Eu tinha uns sete anos. Não, oito. Não, sete mesmo, e pedi pra minha irmã pra gente fazer (leia-se: ela fazer e eu ficar olhando e perguntando "tá pronto?" "e agora?") brigadeiro na panela. Achamos os ingredientes, a lata de leite moça que minha mãe comprava pra fazer pudim no fim de semana, mas que nunca sobrevivia até ele, o nescau e etc. Na euforia de comer logo, pegamos qualquer panela. E foi nessa hora que entramos numa das maiores encrencas da história.
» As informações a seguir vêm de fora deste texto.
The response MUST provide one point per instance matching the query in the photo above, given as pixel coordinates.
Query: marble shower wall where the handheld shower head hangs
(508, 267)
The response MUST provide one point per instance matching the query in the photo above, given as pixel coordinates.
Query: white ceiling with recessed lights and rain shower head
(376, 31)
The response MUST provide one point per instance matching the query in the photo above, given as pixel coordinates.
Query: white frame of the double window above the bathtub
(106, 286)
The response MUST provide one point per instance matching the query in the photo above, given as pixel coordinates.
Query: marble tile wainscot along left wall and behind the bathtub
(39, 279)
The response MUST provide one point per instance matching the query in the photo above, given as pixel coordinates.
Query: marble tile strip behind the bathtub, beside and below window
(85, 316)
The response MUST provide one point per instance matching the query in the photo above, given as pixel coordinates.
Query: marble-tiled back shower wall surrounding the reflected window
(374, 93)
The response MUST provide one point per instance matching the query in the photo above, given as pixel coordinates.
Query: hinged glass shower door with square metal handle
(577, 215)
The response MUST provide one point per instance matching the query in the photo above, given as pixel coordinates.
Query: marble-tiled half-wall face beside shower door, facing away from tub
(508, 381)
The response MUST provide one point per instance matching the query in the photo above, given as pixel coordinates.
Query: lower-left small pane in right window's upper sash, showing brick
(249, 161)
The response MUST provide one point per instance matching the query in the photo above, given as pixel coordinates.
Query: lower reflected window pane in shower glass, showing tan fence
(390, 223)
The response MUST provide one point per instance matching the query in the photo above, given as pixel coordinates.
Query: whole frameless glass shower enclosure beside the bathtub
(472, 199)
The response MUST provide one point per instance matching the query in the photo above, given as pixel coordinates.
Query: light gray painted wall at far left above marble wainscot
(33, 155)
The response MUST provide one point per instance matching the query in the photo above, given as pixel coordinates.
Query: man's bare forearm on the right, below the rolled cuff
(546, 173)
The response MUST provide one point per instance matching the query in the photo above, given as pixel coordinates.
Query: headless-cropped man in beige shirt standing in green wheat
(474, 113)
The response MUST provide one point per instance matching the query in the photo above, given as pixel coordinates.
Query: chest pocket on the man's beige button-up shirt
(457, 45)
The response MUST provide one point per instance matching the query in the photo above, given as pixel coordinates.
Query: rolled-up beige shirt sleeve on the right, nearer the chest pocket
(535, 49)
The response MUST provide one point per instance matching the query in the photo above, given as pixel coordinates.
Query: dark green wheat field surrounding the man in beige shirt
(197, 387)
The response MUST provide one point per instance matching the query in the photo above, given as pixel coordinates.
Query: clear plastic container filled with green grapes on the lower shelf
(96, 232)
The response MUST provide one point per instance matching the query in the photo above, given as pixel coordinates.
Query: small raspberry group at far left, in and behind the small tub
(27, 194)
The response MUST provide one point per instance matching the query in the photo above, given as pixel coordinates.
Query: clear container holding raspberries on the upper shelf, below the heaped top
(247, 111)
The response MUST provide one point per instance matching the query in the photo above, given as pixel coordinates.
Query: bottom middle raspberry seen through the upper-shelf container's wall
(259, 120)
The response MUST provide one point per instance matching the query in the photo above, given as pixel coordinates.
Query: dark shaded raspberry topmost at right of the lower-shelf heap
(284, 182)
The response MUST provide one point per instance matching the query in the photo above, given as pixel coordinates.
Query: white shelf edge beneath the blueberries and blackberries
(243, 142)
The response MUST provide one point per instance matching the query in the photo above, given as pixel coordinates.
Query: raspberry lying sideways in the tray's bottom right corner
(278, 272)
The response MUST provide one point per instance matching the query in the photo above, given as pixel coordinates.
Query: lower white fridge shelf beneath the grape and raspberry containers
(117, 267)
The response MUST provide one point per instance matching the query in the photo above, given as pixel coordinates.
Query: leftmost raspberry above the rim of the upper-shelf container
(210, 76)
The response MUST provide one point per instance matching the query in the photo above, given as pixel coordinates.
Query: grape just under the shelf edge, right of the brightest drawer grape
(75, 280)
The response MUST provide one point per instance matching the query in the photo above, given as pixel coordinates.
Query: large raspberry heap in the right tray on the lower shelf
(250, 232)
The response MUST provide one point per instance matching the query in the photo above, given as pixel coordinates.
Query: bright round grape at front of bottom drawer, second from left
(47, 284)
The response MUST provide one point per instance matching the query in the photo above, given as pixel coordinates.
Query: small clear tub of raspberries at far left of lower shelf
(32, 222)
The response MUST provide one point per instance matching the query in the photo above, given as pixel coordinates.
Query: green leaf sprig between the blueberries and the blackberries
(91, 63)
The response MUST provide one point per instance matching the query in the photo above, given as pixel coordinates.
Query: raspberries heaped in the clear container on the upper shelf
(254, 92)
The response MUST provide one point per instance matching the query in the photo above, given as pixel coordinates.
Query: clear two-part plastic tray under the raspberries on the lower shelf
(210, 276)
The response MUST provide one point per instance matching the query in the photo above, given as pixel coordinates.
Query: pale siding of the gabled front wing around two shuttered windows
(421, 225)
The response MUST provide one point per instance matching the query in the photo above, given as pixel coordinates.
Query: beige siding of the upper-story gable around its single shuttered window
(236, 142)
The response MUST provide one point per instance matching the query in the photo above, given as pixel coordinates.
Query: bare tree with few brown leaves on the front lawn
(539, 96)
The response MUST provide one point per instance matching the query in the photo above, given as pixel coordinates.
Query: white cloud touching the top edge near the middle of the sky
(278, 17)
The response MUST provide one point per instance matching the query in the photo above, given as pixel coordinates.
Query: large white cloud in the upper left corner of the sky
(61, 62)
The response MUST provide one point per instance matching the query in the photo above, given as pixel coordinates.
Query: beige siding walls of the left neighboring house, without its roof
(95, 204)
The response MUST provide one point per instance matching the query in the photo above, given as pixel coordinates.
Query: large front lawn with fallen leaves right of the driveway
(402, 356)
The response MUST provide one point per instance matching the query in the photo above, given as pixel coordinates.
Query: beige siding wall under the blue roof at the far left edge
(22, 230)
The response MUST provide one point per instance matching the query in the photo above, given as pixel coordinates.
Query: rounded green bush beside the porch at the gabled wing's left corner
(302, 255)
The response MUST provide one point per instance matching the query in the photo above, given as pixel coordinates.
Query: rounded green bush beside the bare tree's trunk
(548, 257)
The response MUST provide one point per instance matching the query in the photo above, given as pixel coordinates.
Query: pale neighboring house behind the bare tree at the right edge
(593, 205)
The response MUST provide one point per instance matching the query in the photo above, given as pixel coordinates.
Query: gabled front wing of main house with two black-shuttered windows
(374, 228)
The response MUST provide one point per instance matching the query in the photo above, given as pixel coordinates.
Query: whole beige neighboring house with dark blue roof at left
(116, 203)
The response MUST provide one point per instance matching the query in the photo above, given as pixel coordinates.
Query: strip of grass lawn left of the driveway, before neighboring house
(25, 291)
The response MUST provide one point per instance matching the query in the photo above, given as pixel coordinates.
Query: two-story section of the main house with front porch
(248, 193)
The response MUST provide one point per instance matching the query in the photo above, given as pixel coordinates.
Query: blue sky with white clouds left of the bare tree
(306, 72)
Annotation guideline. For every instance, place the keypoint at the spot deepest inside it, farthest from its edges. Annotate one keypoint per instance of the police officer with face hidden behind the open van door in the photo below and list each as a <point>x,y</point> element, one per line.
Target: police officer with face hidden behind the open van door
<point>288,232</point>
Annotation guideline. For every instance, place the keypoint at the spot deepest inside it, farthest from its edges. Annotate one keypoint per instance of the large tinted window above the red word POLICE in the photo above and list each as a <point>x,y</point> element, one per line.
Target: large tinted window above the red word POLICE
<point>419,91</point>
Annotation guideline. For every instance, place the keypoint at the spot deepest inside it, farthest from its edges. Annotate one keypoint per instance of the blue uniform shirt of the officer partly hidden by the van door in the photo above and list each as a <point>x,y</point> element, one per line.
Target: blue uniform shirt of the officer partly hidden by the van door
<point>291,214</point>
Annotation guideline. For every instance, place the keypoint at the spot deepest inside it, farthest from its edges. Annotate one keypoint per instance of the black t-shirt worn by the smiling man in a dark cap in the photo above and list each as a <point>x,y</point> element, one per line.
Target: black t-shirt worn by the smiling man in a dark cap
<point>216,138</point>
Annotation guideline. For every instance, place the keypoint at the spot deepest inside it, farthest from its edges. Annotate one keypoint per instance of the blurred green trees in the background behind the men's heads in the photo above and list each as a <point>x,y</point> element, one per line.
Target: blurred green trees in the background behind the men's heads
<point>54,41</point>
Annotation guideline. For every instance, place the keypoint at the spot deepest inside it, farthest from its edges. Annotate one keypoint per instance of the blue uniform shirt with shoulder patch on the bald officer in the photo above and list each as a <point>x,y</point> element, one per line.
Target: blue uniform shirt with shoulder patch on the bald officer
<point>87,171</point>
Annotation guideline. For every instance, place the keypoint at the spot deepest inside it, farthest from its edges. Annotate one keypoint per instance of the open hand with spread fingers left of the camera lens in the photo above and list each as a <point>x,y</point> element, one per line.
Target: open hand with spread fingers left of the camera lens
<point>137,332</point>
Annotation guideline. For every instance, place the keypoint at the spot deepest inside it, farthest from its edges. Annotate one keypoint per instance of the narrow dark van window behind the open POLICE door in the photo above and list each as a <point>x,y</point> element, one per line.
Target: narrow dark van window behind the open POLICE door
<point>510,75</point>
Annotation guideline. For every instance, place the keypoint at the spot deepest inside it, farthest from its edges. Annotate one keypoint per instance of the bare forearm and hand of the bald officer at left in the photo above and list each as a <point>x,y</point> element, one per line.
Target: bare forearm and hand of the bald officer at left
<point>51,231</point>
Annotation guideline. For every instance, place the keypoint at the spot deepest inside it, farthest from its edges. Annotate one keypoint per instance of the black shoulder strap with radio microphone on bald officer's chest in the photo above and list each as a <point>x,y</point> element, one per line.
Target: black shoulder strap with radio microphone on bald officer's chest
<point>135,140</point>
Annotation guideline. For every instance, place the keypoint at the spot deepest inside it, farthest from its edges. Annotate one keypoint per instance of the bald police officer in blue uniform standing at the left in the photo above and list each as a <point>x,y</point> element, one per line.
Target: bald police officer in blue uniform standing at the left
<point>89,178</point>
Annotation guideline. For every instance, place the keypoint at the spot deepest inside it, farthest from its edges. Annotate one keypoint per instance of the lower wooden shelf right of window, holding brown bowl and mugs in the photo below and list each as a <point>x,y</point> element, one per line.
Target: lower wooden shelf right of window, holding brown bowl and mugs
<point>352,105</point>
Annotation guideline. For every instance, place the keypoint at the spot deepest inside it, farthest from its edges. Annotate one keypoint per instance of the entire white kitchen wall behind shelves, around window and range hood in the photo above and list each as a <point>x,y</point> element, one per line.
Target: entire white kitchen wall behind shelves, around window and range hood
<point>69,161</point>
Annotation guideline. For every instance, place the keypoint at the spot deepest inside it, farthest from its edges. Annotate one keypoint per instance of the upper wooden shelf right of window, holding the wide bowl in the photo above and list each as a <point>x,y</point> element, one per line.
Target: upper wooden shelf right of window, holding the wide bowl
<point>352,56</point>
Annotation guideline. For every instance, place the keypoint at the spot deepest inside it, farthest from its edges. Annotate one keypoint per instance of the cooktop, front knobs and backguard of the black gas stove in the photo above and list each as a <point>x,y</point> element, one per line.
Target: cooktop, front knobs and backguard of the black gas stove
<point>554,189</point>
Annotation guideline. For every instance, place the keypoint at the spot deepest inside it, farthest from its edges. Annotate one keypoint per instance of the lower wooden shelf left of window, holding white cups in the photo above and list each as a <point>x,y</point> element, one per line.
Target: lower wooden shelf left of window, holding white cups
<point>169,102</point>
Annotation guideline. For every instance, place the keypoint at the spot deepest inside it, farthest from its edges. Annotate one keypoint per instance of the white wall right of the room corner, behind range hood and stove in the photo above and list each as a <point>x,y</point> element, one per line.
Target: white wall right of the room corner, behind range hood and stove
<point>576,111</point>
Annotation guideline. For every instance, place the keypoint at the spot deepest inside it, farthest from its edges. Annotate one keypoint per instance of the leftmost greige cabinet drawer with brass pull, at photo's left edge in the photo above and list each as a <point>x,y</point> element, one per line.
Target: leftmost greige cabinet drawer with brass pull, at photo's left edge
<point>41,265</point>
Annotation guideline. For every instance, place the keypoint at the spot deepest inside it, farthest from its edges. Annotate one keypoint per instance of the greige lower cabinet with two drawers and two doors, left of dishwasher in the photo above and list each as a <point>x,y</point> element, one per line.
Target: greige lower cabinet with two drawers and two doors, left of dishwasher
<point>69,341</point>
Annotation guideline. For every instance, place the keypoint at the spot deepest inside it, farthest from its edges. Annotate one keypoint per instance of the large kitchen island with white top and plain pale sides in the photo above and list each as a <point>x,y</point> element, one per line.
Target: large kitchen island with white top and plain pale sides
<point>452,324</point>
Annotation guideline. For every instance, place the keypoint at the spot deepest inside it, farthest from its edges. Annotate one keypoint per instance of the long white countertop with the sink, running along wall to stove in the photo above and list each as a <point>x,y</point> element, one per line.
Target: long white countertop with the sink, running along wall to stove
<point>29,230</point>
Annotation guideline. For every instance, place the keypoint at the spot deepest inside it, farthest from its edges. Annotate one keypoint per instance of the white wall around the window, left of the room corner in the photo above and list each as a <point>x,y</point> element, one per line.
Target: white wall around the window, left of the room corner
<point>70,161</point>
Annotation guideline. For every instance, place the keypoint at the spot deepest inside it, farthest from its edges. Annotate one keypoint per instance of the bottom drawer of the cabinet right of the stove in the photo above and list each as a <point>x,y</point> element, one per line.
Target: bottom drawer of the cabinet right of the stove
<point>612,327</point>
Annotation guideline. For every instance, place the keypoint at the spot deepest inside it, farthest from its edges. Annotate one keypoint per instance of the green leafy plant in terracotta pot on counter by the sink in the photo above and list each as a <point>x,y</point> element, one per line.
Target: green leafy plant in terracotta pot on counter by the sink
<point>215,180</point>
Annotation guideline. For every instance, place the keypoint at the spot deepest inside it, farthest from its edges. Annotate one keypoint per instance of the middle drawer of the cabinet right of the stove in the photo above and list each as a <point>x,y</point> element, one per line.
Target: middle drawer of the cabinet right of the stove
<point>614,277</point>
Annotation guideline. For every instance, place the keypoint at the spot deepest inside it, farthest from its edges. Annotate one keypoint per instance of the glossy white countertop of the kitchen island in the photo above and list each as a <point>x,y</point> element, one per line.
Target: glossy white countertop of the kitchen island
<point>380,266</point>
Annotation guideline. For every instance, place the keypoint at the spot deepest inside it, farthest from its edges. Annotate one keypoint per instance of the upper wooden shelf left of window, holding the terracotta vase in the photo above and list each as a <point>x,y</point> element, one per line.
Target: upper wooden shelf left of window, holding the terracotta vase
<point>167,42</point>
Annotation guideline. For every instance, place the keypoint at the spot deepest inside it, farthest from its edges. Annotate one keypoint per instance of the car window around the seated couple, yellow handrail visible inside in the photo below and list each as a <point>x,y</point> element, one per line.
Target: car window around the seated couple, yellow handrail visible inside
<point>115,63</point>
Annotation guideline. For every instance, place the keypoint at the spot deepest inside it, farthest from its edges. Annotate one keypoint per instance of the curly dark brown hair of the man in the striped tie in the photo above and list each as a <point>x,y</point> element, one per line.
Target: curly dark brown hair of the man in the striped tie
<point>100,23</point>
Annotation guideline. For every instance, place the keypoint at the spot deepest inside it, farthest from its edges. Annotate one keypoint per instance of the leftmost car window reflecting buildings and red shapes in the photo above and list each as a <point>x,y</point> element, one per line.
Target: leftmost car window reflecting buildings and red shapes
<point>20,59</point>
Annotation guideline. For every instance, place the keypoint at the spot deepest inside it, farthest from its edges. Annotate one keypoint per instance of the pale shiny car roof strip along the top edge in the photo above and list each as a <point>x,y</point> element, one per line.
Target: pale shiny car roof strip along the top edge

Pegamos a caneca que minha mãe usava pra fazer café, todos os dias. Eis que o brigadeiro queimou. Talvez minha irmã tenha se irritado com minhas perguntas de dois em dois segundos, distraiu da panela (ou melhor, caneca) pra brigar comigo e o brigadeiro queimou. Que desperdício. Mas a gente comeu assim mesmo. Evitamos as bordas e comemos direto da panela. Chegou no fundo da panela e no fim no brigadeiro, descobrimos que tava tudo grudado, preto e horrível. Lavamos (leia-se: minha irmã lavando, esfregando, suando e eu olhando e perguntando "saiu?" "e agora?"), lavamos, lavamos e nada. O desespero típico de crianças de oito (ou sete) anos tomou conta da gente. E agora, o que é que a gente vai falar pra mãe?
Veja bem, não éramos crianças obesas nem nada. Éramos muito magrinhas (bons tempos). Mas o problema seria ter acabado com o leite moça que minha mãe tinha comprado pra fazer o pudim. Já conhecíamos essa novela. E aí tomamos a atitude mais inteligente que duas crianças de sete (ou oito) anos poderiam tomar: decidimos esconder a panela (ou caneca). Feito isso, fomos dormir felizes e de barriguinhas cheias de brigadeiro com uma pitada de queimado. Tudo lindo, a vida é boa, afinal de contas.
E aí que minha mãe começou a dar falta da panela na manhã seguinte. E por todas as outras manhãs também. E ela não se conformava. Minha mãe tem uma ótima memória. Ela nunca deixa nada passar. Aprendemos isso nessa época. E todo dia ela falava da panela. Até que chegamos a mais temível conclusão: precisamos contar. Mas contar como? Ela vai matar a gente! Primeiro pelo pudim perdido, depois pela panela escondida, e depois por não termos dito nada até agora. Mas vamos contar. Contamos. Não lembro como. Ela riu. Riu muito e contou pra todo mundo e todo mundo riu. Ficamos envergonhadas, porque todo mundo tava rindo da nossa cara, mas melhor que encarar a fúria da minha mãe.
**
Domingo passado, eu decidi que queria comer pipoca assistindo House enquanto meu marido dormia. Tinha dois saquinhos de pipoca para microondas em casa e aí eu lembrei que não tenho um microondas. Ganhei, veio quebrado, não abri a tempo de trocar na loja, assistência só depois do ano novo, enfim. Tive a brilhante idéia de fazer no forno elétrico. Uns 40 minutos depois descobri que o forno queima o papel da pipoca de microondas. Cheiro de queimado por toda parte.
Peguei o segundo saquinho e decidi que era só cortar o saquinho e fazer na panela. Genial. Descobri que pipocas de microondas são nojentas porque além do milho vem uma gosminha junto, que parece sei lá, maionese. Coloquei o milho e a gosminha na panela, um pouquinho só de óleo, porque já tava nojentinho demais, e liguei o fogo. Entrei em desespero quando vi que a panela não tinha tampa por perto. Peguei a tampa da Grill e tampei. Como era de vidro, fiquei encantada de ver os milhos virando pipoquinhas e pulando e fazendo barulhinho. Nessa de parecer uma idiota vendo a pipoca pular, deixei queimar. O fundo da panela ficou todo preto e muitas pipoquinhas também.
Lavei a panela, esfreguei, suei e nada. Eu não podia esconder a panela na minha própria casa, né? O marido jamais se daria conta de que tem uma panela faltando, mas né. Deixei dentro da pia, com água dentro.
**
Uma parte de mim vai ter sempre sete (ou oito) anos.